Isaiah further promotes this concept of Messianic Light, in chapter 60 when he refers to Zion being enveloped in darkness which had covered the whole world. However, " Arise, shine; for your light has come! And the glory of the Lord is risen upon you. For behold, the darkness shall cover the earth, and deep darkness the people; but the Lord will arise over you and his glory will be seen upon you." (60: 1, 2)

The light of the Messiah will reveal the wonder of salvation, through substitutionary sacrifice. He will reveal the corrupt nature of the human heart and God's remedy. He will reveal the holiness of the Almighty and he will live it out in time and space. Then, when a person claims Him as Saviour, the Messiah enlightens his heart and mind with the wonder of God's presence. As Psalm 36:9 states: "For with you is the fountain of life; in your light we see light." '

The next piece of furniture is the table of showbread. On it are twelve loaves separated by incense. Twelve represents the number of the tribes of Israel, and not one tribe will be unaffected by the coming Messiah. As the Bread of life, He satisfies each and every person from any of the tribes. The Bread was known as the Bread of the Presence. How glorious that sounds. The Messiah expresses the Presence of the Eternal Lord who satisfies the spiritually hungry soul. In the culture of the day, to sit down to a meal provided by another was to be under the other's protection. To be partaking of the Bread of the Presence implied the same. The person was under the protection of the Lord. Peace reigned!

In Deuteronomy 8:3 Moses stressed to the Israelite nation that their nourishment individually and nationally was from the words God had spoken to them. His Words are bread. The Messiah would be the Word of God in human form. On Him, by a commitment of trust, people would be spiritually and eternally nourished. He is the Bread of the Presence.

The remaining piece of furniture is that of the altar of incense. Here the sweet fragrance ushered forth to fill the whole room. It was impossible for the priest not to be permeated by it. This is very important. He would have entered the sanctuary smelling of the death and decay of the world. His own body, also, perspiring from the effort would have exuded an odour. None of this is acceptable in God's presence. There must be harmony between the worshipper and the One worshipped. The one serving and the One served. There can be no offensive odour that causes the holiness and grace of God to be offended.

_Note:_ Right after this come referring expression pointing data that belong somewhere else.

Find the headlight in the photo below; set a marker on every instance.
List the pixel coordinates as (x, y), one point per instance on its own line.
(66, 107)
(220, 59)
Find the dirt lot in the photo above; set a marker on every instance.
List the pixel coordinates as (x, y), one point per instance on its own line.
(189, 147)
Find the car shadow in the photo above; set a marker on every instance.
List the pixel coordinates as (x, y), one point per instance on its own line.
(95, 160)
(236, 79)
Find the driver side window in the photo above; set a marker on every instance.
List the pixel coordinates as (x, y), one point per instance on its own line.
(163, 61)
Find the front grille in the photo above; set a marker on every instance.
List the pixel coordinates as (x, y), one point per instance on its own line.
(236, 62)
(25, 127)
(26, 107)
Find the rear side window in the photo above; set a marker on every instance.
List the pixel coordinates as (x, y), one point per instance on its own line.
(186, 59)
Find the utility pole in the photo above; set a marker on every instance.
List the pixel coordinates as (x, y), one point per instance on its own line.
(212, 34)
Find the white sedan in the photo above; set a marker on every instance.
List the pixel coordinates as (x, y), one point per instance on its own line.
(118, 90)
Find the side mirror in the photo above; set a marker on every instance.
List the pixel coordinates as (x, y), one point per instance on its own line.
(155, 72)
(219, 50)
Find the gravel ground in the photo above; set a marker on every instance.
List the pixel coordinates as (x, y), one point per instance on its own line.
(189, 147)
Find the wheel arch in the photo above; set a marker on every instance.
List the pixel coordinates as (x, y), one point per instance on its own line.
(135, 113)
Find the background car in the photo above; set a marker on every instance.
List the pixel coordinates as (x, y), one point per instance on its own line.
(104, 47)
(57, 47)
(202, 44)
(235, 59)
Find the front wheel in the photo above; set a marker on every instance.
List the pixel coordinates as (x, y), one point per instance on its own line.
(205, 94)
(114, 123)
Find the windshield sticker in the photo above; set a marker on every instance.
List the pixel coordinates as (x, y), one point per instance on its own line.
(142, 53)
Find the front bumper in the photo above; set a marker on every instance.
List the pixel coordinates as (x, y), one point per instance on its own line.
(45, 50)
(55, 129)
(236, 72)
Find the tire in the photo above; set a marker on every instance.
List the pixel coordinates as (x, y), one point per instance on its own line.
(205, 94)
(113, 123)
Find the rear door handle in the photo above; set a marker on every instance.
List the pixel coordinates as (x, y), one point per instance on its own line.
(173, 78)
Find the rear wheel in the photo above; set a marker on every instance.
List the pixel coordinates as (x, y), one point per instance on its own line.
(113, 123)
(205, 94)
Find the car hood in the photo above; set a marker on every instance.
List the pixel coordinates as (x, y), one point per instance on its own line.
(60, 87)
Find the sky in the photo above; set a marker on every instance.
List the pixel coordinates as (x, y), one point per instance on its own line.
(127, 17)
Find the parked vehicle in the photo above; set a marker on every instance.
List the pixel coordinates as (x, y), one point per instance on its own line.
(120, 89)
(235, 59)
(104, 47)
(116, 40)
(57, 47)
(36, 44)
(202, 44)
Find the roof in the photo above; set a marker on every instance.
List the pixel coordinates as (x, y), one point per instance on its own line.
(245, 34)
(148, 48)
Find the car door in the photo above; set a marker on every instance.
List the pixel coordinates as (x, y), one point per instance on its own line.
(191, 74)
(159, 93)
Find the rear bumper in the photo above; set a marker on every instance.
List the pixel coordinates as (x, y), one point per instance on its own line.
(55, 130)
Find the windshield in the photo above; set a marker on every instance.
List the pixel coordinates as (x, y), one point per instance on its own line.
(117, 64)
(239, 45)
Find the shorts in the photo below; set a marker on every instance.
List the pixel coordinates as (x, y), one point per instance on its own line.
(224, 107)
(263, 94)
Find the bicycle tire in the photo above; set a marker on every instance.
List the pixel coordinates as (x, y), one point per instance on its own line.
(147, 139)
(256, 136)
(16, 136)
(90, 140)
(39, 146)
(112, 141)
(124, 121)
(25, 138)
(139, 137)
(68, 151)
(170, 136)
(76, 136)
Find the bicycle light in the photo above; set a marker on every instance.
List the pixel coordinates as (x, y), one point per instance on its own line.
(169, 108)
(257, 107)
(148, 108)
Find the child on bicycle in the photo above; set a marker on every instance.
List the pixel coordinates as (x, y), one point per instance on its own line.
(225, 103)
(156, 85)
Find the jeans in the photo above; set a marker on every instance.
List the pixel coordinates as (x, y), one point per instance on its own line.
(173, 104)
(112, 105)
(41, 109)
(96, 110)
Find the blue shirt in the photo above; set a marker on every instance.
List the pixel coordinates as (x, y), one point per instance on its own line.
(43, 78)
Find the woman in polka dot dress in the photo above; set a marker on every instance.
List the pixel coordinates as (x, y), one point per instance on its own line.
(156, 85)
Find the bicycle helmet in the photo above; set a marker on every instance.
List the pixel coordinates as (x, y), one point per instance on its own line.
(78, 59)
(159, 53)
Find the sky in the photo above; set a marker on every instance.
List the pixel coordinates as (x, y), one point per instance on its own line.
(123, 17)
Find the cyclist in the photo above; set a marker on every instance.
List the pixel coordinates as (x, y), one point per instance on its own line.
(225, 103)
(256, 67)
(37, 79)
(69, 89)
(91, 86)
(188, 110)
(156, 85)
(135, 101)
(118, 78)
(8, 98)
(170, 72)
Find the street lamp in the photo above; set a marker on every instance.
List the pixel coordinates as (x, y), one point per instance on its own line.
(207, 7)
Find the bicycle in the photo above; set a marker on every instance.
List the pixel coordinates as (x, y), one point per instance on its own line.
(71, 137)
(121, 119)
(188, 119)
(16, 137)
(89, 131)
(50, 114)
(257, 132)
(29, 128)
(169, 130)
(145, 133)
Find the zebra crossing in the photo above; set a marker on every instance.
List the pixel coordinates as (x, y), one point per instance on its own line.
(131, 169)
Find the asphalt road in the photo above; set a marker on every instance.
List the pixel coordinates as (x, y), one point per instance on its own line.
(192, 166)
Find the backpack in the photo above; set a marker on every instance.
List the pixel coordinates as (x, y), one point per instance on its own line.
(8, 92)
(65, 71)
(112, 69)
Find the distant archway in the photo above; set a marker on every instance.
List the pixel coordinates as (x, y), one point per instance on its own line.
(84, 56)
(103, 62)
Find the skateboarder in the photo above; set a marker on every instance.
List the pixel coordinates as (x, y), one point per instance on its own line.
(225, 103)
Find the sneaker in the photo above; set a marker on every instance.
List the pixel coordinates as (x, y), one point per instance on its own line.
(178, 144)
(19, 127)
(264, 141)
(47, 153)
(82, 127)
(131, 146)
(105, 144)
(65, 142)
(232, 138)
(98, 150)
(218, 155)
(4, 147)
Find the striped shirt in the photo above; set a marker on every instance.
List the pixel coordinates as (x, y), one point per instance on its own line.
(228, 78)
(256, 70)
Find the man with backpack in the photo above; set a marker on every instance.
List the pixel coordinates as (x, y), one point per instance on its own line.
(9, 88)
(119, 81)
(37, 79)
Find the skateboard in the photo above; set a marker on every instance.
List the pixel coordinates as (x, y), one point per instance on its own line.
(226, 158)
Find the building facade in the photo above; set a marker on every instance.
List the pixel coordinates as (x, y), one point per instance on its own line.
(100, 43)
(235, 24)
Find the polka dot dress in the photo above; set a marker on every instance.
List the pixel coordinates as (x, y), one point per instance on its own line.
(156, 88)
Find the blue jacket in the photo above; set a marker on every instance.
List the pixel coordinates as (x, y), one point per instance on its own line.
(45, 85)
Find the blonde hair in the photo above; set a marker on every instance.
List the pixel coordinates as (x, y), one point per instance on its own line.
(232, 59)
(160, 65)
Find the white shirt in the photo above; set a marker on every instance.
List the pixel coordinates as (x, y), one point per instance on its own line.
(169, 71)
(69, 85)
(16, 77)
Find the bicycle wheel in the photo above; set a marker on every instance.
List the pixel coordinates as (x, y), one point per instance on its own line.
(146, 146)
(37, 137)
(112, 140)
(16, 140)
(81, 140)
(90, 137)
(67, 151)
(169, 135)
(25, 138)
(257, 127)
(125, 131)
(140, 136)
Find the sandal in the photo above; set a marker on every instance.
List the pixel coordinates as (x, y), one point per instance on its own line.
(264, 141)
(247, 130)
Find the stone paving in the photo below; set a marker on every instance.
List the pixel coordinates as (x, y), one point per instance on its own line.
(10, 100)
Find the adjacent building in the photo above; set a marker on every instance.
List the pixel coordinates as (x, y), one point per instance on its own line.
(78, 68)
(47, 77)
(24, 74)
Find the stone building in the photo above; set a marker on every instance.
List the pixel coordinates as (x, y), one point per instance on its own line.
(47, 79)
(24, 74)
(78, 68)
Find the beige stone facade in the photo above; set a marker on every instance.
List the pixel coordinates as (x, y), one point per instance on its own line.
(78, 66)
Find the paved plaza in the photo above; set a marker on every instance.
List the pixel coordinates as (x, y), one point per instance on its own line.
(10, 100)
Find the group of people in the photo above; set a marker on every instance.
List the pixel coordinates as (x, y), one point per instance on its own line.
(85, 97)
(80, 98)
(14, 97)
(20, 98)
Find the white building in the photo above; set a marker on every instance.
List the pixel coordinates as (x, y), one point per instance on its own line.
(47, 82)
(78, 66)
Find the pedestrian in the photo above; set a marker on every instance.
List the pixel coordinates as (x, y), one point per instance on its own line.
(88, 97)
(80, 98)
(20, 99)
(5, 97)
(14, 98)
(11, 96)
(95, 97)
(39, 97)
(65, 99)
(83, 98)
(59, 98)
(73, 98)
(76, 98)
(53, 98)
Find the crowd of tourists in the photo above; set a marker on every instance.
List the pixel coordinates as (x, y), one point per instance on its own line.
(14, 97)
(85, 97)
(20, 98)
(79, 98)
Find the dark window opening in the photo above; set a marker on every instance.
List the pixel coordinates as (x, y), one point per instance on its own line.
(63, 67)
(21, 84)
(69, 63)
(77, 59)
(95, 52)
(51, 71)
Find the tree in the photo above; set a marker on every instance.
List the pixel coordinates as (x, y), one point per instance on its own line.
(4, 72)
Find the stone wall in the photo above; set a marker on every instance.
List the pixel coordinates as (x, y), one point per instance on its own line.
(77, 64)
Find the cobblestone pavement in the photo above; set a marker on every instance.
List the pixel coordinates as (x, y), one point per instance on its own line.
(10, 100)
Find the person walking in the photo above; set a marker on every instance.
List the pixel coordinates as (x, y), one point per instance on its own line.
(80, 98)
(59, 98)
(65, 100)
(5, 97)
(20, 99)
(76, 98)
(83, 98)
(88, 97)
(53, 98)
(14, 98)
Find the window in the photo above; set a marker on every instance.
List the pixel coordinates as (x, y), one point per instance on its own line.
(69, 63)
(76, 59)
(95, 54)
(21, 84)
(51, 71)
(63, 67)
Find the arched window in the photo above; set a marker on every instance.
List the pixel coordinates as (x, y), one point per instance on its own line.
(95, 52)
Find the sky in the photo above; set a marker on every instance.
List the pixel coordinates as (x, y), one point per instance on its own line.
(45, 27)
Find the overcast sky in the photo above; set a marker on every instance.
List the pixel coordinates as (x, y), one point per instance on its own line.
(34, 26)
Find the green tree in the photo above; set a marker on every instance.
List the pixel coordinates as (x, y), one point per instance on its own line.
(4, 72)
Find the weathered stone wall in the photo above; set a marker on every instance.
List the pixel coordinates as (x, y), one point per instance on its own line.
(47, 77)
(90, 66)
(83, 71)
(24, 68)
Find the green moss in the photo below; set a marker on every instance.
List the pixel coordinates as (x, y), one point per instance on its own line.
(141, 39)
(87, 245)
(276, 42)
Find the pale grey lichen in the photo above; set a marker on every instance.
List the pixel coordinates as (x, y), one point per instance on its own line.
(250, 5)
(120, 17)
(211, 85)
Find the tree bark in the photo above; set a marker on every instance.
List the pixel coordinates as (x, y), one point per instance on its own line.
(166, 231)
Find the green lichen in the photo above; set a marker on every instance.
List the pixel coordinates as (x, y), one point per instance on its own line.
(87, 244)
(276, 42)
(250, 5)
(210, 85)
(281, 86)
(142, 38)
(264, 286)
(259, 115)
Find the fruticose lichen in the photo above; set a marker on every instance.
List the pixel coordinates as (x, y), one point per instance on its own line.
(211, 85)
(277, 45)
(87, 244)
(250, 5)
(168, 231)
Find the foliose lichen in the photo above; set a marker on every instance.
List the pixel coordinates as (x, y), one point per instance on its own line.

Here again, the mercy of God is displayed. That which could not be worked up, is graciously given. The Messiah's lived-out righteousness is imparted. A person does not earn it; it is freely given. It is His life, and His life alone, that is a sweet smelling fragrance in the nostrils of God. The priest as he spent time in the holy place was saturated by the fragrance, which overcame the stench with which he had entered. Returning to the everyday scene, he probably would not realize how he had been changed, others would notice, the fragrance coming from him would be the proof of his experiences.

Has the hidden glory of the holy place stepped on to the world stage? Is there one who would dare say or accept recognition as the Messiah portrayed in the holy place? Is there any testimony to a person so living out the conditions of Scripture surrounding the promised One that would cause us to say, "He is the fulfilment of the promises and the metaphors of the tabernacle!"

There are those who beheld such a man in history and called Him, the Messiah. He embraced not only one or two aspects of what was longed for; He expressed them all. He fulfilled the sacrificial and substitutionary requirements. He fulfils the requirements of the Glory. He said of Himself, "Do not think that I came to destroy the Law or the Prophets. I did not come to destroy but to fulfil" ' (Matthew 5:17) Others said of Him, "You are the Messiah, the Son of the living God ." (Matthew 16:16). We call Him Yeshua.